21Compound 1r was obtained by esterification of orotic acid in excess n-hexanol (as solvent) in the presence of anhydrous HCl.
27
Representative Procedure for Photocycloaddition.
Compound 1j (0.250 g, 1.76 mmol) was introduced into a cylindrical water-cooled reactor containing
a 1:1 mixture of acetone-H2O (160 mL), which was vented under a fume hood. The mixture was stirred at r.t. and
degassed with argon for 30 min, then sat. with ethylene for 30 min. Then, whilst ethylene
bubbling continued, the mixture was irradiated with a 400 W medium-pressure mercury
lamp fitted with a Pyrex filter for 4 h. The solution was evaporated and the solid
residue was washed with cyclohexane then acetone. The cyclobutane adduct 2j was obtained as a white solid in 86% yield (0.257 g, 1.51 mmol). Mp 146-148 °C. 1H NMR (400 MHz, DMSO-d
6): δ = 1.78-1.88 (m, 3 H), 2.06-2.13 (m, 1 H), 3.43 (dd, J = 10.8, 5.3 Hz, 1 H), 3.60 (dd, J = 10.8, 6.0 Hz, 1 H), 3.79 (td, J = 7.1, 4.2 Hz, 1 H), 5.08 (br t, J = 5.4 Hz, 1 H), 7.69 (br s, 1 H), 10.03 (br s, 1 H) ppm. 13C NMR (100 MHz, DMSO-d
6): δ = 22.8, 27.5, 46.9, 48.8, 63.9, 152.4, 174.7 ppm. MS (ES+): m/z = 193 [MNa]+. HRMS (ES+): m/z calcd for C7H10N2O3Na: 193.0589; found: 193.0597.

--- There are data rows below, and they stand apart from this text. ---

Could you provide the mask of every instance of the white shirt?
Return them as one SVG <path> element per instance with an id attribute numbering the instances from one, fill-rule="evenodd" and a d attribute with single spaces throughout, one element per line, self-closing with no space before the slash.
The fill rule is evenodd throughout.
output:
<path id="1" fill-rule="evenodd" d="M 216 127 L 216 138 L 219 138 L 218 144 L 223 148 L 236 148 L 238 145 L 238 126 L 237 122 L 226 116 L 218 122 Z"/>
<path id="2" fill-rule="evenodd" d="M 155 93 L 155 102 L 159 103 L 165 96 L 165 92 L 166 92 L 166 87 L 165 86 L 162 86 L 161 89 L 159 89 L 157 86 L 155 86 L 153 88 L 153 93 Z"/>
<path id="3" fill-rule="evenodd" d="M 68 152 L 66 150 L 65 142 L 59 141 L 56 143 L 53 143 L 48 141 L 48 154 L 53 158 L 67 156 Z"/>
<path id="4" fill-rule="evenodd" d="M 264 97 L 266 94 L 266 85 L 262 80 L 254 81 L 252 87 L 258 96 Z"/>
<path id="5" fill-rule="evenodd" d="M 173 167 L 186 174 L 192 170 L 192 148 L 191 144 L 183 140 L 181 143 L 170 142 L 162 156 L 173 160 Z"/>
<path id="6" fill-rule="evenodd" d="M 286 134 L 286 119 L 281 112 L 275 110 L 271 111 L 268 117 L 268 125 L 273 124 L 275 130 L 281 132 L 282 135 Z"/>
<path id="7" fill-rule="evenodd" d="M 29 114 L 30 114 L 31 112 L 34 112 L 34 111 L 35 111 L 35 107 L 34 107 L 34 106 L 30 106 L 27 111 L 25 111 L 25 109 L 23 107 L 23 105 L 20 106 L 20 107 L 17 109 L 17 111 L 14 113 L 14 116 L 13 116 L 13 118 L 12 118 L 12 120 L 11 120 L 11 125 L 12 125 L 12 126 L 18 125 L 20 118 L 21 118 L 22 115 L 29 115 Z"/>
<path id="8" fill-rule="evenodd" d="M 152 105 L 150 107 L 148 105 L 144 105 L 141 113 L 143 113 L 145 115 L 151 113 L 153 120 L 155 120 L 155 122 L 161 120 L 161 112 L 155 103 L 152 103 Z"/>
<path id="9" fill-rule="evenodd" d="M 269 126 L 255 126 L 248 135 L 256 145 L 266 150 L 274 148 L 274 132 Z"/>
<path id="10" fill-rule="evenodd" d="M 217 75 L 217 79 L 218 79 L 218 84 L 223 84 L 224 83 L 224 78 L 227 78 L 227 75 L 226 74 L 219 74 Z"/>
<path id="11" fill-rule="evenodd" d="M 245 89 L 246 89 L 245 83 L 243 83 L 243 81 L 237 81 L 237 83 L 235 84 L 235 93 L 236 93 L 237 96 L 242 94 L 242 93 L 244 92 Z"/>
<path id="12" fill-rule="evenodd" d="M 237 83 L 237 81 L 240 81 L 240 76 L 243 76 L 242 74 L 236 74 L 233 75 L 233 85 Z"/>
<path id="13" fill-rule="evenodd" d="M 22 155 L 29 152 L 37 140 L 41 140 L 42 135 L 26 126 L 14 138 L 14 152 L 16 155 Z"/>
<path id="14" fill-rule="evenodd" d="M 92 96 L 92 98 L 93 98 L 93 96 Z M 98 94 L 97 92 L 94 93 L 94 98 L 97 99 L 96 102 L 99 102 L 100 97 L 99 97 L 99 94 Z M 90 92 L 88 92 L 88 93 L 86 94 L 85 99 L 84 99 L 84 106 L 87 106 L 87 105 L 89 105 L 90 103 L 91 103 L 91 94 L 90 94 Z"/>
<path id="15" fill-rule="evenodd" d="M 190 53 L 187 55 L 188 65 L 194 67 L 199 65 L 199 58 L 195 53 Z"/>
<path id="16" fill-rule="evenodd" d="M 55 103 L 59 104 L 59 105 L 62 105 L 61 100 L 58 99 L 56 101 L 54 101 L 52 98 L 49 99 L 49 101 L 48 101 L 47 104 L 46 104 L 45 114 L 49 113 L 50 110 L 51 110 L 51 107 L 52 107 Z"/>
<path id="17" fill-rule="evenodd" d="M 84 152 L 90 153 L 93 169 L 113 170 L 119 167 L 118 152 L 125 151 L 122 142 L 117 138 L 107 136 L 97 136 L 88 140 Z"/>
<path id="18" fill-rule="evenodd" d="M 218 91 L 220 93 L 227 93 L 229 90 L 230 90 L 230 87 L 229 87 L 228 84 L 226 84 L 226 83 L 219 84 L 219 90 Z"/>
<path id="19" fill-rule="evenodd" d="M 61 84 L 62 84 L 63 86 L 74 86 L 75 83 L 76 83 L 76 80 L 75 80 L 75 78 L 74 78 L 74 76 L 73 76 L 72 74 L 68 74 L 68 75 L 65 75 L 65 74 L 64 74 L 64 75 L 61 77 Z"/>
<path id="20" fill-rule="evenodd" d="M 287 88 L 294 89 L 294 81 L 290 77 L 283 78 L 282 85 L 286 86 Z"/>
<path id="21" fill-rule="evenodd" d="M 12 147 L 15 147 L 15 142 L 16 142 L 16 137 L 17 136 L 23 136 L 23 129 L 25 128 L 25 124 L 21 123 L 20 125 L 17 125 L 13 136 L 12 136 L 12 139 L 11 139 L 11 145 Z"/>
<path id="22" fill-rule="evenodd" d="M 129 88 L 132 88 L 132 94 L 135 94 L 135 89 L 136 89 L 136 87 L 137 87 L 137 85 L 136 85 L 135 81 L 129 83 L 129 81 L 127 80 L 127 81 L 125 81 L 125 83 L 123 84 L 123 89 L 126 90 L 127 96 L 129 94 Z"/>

Representative Procedure for Heterocyclic Ring-Opening.
Compound 2j (0.245 g, 1.44 mmol) was dissolved in 0.5 M NaOH solution (17.6 mL) and stirred overnight
at r.t. Cation exchange resin (Bio-Rad AG 50W-X8, H+, 20-50 mesh) was then added until pH was about 4. Filtration and then evaporation
of H2O left the desired compound 3j as a white paste in 87% yield (0.236 g, 1.25 mmol). 1H NMR (400 MHz, DMSO-d
6): δ = 1.62-1.74 (m, 1 H), 1.85-1.98 (m, 2 H), 2.04-2.15 (m, 1 H), 3.49 (d, J = 10.8 Hz, 1 H), 3.61 (d, J = 10.8 Hz, 1 H), 4.13 (q, J = 8.9 Hz, 1 H), 4.80 (br s, 1 H), 5.56 (s, 2 H), 6.16 (d, J = 8.9 Hz, 1 H), 12.25 (br s, 1 H) ppm. 13C NMR (100 MHz, DMSO-d
6): δ = 20.5, 25.6, 47.5, 57.6, 64.6, 157.8, 174.7 ppm. MS (ES+): m/z = 189 [MH]+, 211 [MNa]+. HRMS (ES+): m/z calcd for C7H12N2O4Na: 211.0695; found: 211.0691.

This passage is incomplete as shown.